CUDA vs. win32 Fibers Can a fiber store a CUDA device context?

I’ve been attempting to get multiple devices working well together, but it has resulted in a all out war against the Windows thread schedular, particularily since I have more devices than CPU cores.

I’ve managed to get fairly high efficiency by using cudaDeviceScheduleYield and juggling thread priorities, but it still remains a battle getting Windows to schedule the right threads, rather than constantly rescheduling the thread that just yielded. This results in starved GPUs when the associated control thread is not scheduled in a timely fashion.

This brings me to my question - does a win32 fiber retain enough context to maintain a CUDA device context?

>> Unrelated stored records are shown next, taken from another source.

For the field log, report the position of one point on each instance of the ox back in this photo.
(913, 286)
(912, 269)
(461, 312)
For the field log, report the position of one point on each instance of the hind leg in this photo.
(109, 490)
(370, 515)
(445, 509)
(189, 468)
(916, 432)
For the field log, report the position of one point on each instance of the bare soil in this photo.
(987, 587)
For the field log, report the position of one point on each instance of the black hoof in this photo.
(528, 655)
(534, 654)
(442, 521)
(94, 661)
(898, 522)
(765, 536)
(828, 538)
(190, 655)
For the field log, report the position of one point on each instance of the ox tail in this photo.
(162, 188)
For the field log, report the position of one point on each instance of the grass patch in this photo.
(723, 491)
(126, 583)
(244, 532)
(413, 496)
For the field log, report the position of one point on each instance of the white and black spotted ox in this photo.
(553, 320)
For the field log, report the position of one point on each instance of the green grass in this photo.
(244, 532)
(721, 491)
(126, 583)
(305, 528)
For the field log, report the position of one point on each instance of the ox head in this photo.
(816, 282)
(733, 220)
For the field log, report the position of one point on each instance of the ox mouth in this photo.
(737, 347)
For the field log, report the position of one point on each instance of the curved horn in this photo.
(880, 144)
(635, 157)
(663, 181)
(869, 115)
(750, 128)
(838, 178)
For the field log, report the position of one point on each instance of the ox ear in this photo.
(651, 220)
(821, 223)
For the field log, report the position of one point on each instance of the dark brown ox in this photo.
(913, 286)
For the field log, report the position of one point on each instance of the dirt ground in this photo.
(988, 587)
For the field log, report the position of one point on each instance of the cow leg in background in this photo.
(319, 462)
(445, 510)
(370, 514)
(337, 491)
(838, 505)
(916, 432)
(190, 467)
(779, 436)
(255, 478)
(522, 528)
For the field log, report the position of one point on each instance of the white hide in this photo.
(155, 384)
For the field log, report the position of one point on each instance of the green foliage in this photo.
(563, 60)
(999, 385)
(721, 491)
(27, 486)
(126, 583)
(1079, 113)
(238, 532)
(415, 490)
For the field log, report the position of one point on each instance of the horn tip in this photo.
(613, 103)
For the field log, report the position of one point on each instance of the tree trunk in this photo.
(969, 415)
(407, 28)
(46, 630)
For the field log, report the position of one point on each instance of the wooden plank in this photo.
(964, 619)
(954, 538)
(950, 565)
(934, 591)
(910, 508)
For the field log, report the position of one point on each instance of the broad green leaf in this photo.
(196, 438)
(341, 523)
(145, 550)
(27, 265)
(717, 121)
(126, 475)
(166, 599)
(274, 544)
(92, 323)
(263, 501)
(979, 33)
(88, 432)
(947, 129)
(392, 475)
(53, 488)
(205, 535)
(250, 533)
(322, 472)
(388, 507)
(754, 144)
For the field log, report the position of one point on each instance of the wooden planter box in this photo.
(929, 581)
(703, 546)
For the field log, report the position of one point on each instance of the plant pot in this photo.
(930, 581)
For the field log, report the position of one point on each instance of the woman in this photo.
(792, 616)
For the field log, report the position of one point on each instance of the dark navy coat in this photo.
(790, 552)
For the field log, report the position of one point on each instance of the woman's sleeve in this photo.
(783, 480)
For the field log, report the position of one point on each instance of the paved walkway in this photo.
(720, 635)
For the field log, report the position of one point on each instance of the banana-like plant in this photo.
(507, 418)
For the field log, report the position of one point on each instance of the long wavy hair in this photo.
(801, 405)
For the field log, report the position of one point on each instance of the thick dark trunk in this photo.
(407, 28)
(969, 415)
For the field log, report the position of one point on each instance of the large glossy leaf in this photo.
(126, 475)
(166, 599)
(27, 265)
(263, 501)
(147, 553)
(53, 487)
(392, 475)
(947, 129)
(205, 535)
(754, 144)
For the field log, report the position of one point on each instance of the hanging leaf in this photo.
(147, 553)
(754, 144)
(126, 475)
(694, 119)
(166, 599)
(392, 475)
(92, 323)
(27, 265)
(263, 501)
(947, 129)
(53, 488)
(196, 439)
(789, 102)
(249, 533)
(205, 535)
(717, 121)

Alternately, is there a way to control thread scheduling in a cooperative fashion? 30ms latency for threads to be scheduled just doesn’t cut it…

Have you tried the blocking sync instead of cudaDeviceScheduleYield?

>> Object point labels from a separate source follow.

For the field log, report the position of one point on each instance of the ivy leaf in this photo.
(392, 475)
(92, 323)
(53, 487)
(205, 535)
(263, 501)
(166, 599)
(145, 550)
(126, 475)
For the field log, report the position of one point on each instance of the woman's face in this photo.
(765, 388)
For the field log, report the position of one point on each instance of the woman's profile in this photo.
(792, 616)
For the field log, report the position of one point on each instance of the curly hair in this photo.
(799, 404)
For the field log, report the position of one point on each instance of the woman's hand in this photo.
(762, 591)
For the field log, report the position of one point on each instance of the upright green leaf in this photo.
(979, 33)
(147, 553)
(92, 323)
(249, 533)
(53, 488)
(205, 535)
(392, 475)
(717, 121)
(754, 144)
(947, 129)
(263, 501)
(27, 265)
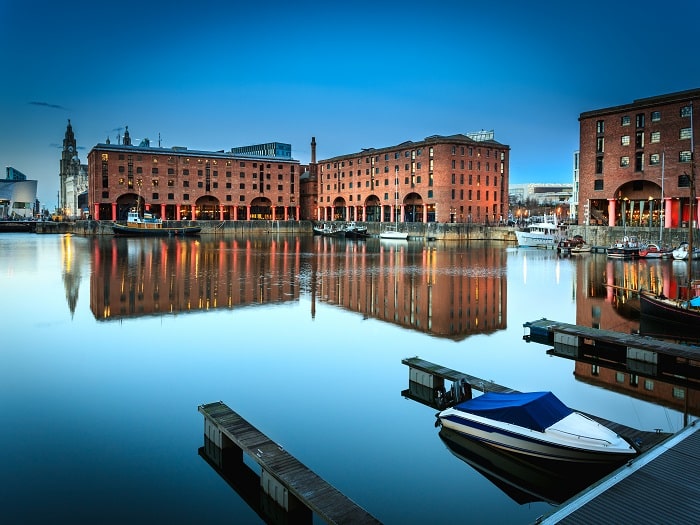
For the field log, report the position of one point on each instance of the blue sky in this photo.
(213, 75)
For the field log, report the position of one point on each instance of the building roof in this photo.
(458, 138)
(640, 103)
(181, 151)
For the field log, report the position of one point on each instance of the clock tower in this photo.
(67, 165)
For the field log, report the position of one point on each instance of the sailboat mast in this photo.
(661, 203)
(691, 217)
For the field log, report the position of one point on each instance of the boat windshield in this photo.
(533, 410)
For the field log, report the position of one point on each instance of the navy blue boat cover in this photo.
(534, 410)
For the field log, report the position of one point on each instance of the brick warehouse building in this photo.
(255, 182)
(629, 153)
(457, 178)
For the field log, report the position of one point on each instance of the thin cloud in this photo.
(47, 105)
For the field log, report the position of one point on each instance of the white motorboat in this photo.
(392, 233)
(544, 233)
(536, 424)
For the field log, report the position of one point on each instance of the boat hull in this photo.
(534, 239)
(135, 231)
(669, 310)
(393, 234)
(517, 440)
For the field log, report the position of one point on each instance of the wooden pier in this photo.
(426, 379)
(550, 332)
(284, 479)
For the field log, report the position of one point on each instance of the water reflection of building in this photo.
(446, 292)
(607, 299)
(73, 255)
(133, 277)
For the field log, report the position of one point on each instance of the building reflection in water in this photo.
(452, 291)
(73, 256)
(607, 299)
(449, 291)
(133, 277)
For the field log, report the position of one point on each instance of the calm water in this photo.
(109, 345)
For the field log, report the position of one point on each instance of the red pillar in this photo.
(611, 212)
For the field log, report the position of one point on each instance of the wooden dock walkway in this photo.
(546, 331)
(281, 471)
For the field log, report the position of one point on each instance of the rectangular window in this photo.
(600, 145)
(639, 120)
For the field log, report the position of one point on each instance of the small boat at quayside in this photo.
(355, 231)
(150, 226)
(544, 233)
(536, 424)
(681, 253)
(685, 313)
(654, 251)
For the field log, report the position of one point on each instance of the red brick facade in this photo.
(179, 184)
(623, 152)
(443, 179)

Yes, blocking sync is a good deal slower.

May be, you should ask Microsoft to release a patch…

See if any Service Pack changes can get you a better scheduler… (Check out the release notes)…

I have seen XP SP3 to handle large VM applications without seg-faulting… The same app would segfault in XP SP2…

You may want to check the Microsoft KB (knowldge base) for any improvements on scheduling

Try using pthreads-win32. You can set the controller in Round robin mode.